On Tuesday morning Ardern told RNZ, the national radio broadcaster, that she expected New Zealand’s cases to peak at between 10,000 and 30,000 cases a day.

“It’s widely variable and ultimately the defining feature of where we will peak will be booster uptake. The more people who take a booster, the lower the likelihood of our peak,” she said.

“While there’s uncertainty in case numbers, if you looked at low case profiles in a place like say South Australia and you applied that to New Zealand, you would have something like 10,000 cases a day at its peak.”

Covid-19 minister Chris Hipkins said over the weekend that rising case numbers were expected given the emergence of the Omicron variant. “We do expect case numbers to continue to grow in the coming days and weeks and I urge people not to panic but to plan for that,” he said.

Nearly 30% of New Zealand’s total population, including children, have received a booster shot; 83% have had at least one dose, and 77% two doses. Among the population aged 12 and over, 94% of New Zealanders are vaccinated with two doses – but rates are lagging among Māori, 86% of whom are double-vaccinated.

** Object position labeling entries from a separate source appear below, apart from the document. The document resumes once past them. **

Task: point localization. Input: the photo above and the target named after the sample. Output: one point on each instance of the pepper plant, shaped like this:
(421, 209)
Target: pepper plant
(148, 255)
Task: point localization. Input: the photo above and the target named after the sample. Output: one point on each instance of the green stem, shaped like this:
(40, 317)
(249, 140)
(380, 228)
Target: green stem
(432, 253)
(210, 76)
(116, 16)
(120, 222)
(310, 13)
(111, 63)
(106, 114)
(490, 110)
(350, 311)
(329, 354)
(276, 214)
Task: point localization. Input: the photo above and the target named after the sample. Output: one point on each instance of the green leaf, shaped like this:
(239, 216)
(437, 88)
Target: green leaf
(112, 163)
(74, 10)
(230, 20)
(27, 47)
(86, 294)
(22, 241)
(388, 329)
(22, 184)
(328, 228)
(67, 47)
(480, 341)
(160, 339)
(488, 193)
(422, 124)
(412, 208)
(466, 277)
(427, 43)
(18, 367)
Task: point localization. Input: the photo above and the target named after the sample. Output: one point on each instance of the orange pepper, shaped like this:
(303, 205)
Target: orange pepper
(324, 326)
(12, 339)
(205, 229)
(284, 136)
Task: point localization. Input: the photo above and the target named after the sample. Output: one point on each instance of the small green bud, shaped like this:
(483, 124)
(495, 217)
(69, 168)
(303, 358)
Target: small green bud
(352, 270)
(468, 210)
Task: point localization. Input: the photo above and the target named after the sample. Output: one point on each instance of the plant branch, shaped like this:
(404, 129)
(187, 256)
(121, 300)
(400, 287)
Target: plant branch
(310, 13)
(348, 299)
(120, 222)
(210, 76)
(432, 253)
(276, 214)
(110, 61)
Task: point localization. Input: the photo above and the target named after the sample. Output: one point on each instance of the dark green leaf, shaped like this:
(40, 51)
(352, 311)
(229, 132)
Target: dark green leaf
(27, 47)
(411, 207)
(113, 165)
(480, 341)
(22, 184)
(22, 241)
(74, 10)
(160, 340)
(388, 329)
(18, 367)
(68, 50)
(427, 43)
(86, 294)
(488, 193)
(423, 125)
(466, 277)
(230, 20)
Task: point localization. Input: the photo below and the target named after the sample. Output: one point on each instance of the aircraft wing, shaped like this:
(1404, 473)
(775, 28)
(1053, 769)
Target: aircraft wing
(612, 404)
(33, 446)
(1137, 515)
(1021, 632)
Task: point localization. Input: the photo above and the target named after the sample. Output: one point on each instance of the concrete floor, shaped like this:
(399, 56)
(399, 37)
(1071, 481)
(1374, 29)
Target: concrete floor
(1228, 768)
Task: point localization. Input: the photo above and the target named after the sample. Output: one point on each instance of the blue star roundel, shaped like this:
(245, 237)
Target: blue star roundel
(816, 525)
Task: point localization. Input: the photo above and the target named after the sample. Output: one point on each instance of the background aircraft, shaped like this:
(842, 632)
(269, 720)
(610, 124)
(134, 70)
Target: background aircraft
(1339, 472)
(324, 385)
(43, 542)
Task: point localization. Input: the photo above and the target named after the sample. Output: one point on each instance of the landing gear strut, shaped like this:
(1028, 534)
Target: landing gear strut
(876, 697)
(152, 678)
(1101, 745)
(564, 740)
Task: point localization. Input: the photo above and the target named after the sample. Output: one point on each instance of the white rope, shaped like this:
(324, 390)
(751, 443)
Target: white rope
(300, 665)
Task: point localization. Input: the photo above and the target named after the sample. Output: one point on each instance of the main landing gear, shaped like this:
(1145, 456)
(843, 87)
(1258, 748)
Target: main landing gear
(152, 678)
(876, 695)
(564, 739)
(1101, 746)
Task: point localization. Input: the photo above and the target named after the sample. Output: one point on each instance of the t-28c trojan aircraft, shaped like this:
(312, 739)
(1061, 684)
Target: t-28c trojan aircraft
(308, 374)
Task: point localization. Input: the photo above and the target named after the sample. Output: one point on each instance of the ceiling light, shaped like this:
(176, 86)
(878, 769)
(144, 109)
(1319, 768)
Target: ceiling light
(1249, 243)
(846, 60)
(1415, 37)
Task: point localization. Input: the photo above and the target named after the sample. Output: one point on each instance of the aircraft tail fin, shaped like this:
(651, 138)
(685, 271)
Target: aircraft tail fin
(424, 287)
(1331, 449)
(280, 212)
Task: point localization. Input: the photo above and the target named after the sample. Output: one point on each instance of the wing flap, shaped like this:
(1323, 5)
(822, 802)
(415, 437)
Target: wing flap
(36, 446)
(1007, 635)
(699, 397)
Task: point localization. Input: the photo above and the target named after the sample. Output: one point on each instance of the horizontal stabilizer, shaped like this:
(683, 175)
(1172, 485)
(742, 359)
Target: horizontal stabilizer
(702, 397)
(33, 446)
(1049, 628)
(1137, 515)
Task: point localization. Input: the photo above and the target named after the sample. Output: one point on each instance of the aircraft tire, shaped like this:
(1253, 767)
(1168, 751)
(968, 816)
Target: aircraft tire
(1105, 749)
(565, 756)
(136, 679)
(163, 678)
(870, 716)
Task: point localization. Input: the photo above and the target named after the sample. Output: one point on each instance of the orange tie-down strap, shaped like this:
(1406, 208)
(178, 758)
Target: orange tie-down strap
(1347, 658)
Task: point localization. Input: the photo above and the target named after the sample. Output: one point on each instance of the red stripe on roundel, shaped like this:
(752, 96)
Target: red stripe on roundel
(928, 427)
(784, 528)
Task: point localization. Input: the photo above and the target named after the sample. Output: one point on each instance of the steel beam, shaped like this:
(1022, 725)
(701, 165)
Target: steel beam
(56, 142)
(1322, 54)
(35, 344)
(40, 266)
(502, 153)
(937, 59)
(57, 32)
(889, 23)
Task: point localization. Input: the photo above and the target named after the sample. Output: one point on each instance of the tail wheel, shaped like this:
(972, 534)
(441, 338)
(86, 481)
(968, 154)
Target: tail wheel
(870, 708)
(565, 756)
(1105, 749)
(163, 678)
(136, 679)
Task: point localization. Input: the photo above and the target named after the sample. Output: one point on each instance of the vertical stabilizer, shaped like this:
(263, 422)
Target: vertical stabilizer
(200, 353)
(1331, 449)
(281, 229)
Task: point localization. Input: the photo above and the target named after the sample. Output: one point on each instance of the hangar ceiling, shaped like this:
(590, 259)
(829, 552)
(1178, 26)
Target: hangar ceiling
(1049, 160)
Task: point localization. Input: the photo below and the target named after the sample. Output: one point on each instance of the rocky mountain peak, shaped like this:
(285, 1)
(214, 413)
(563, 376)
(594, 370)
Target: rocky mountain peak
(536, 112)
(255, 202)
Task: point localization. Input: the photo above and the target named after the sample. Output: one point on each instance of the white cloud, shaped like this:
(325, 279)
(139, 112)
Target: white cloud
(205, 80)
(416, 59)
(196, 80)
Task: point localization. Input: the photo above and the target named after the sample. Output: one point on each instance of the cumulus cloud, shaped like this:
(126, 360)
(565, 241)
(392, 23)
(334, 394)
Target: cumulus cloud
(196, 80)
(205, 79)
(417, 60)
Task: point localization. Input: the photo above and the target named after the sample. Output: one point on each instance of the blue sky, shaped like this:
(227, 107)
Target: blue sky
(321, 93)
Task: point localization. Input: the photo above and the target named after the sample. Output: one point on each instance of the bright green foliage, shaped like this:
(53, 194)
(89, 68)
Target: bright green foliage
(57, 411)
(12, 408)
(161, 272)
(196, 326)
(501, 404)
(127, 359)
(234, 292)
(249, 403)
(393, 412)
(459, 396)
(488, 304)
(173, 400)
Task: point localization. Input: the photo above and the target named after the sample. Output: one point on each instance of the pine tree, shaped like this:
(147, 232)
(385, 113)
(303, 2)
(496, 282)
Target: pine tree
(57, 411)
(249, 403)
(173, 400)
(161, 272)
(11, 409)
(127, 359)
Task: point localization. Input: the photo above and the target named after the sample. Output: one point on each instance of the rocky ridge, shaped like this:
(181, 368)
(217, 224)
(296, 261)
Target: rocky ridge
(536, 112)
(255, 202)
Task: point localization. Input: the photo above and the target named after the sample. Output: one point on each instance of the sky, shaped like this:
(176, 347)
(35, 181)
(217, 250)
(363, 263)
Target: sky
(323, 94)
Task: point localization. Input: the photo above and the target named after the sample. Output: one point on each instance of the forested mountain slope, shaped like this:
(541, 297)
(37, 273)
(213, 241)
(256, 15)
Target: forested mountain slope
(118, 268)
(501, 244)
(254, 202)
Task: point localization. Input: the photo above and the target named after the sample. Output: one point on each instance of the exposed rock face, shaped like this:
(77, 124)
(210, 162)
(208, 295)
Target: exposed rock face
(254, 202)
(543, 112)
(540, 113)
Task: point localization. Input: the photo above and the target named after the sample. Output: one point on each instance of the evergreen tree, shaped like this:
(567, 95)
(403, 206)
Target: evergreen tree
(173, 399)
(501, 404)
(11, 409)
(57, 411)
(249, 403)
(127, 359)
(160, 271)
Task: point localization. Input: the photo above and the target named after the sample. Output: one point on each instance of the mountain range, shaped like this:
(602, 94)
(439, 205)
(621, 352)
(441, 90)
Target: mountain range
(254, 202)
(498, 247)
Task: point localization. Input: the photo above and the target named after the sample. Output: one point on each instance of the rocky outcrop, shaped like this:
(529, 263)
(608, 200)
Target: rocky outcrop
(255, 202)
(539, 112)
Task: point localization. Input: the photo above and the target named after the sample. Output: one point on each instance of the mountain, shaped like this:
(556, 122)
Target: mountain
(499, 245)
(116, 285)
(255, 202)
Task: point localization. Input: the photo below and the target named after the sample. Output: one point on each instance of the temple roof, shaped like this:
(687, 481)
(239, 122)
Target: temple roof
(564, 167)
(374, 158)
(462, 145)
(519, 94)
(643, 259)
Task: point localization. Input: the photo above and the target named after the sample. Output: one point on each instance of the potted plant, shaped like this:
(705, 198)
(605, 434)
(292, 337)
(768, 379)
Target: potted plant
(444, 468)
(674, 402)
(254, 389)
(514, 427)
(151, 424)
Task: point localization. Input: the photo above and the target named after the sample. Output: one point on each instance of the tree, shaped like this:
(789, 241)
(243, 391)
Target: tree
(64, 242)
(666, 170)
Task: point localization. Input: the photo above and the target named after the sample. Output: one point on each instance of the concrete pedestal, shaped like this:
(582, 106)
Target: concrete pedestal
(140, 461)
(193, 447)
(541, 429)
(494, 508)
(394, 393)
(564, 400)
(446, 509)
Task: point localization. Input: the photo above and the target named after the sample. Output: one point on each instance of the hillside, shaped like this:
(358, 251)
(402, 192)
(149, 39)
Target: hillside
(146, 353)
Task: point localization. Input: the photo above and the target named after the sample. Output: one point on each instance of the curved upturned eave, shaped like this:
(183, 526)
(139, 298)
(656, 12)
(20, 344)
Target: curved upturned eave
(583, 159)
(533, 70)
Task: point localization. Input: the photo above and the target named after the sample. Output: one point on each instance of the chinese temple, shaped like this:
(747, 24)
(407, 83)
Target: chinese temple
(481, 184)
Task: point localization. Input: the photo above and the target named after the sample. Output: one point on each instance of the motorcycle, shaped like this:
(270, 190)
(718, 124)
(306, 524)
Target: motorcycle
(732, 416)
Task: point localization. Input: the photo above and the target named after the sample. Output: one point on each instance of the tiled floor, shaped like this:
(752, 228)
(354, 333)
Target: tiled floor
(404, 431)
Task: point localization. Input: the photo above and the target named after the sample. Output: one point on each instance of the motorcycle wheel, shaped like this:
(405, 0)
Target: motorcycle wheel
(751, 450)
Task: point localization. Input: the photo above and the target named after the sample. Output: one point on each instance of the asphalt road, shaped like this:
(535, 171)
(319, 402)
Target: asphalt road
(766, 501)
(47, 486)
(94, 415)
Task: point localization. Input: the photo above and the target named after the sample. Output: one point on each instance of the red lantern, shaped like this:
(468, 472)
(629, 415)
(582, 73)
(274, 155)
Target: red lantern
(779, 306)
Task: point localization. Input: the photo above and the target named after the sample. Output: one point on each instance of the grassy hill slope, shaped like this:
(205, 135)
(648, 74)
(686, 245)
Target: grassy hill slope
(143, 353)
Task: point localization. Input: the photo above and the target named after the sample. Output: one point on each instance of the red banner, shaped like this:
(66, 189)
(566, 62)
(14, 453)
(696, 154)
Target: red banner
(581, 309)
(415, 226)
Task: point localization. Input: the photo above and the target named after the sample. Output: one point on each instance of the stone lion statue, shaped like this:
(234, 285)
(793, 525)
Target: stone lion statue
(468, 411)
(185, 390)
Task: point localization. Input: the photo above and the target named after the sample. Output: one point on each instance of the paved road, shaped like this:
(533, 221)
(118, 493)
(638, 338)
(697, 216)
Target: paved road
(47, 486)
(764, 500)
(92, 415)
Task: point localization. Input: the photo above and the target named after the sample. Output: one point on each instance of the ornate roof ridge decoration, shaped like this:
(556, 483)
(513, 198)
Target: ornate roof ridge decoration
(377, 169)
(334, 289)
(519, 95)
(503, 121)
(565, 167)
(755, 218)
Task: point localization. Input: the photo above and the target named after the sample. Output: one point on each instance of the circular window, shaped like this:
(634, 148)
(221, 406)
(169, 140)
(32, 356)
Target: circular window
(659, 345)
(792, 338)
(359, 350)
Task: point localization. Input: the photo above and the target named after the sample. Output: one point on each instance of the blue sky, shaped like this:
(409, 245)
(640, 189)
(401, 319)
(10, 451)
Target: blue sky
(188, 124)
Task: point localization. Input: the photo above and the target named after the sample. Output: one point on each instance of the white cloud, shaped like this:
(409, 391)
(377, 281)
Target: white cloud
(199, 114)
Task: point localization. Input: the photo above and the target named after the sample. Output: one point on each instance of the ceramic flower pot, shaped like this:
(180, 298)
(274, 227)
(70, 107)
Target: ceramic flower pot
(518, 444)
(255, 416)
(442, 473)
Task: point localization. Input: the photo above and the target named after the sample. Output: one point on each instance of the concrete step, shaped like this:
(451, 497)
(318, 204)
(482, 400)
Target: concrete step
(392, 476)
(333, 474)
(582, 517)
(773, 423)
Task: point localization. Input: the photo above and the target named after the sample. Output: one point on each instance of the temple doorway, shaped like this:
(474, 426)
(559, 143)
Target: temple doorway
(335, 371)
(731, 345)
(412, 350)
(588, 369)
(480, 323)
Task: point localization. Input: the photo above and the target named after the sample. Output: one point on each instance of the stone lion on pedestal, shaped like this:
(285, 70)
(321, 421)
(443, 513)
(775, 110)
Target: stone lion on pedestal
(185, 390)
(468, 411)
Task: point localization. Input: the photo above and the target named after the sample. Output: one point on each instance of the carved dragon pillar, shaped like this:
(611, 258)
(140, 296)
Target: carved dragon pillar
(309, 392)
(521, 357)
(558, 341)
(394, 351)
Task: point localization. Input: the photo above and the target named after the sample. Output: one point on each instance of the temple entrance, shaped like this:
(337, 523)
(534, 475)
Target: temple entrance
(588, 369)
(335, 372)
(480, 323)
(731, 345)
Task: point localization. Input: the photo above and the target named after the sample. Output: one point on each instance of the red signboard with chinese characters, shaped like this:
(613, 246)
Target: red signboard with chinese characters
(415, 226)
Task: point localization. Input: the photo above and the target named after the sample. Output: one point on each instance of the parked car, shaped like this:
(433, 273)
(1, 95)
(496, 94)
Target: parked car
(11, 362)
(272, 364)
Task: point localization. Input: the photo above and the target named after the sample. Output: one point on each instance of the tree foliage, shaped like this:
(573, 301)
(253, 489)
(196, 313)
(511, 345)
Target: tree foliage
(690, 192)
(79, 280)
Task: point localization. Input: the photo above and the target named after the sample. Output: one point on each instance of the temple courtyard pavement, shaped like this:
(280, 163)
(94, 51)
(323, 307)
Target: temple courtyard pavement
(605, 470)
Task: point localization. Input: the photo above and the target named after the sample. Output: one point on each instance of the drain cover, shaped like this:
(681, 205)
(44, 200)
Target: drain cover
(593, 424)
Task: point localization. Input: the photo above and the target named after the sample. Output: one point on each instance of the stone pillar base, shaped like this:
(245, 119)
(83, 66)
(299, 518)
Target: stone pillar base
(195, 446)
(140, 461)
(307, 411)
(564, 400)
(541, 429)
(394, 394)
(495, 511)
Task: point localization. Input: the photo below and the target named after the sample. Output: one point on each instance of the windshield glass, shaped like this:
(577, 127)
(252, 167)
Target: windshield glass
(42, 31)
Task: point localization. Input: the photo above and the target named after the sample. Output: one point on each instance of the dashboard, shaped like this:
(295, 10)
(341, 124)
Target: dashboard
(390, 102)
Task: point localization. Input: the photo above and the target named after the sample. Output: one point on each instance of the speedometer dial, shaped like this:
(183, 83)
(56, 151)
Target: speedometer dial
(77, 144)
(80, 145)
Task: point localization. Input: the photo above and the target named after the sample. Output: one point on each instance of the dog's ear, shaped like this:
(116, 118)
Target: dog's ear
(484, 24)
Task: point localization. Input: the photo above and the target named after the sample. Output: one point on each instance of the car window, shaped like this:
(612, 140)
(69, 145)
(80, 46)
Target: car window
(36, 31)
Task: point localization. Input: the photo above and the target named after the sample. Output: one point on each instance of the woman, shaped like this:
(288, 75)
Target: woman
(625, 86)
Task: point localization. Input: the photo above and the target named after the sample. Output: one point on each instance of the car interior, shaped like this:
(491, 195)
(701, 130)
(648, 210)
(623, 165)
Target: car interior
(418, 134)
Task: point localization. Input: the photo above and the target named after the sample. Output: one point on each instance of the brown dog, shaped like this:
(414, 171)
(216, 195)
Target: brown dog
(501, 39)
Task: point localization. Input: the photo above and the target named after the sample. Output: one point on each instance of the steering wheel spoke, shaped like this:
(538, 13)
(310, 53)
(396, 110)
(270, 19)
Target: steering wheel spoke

While the vast majority of the country is vaccinated, some New Zealanders continue to object to vaccination, particularly the mandates that affect about 40% of the workforce.

On Tuesday, anti-vaccine protesters made for parliament in what they called a “Freedom Convoy” modelled on the truckers’ protest that has caused a state of emergency to be declared in Ottawa. New Zealand’s convoy has so far been a smaller affair: an estimated 1,500 protesters were gathered at parliament on Friday afternoon. Police said that the protest was “expected to cause congestion on routes into Wellington City”.

Ardern said she would not be meeting the protesters.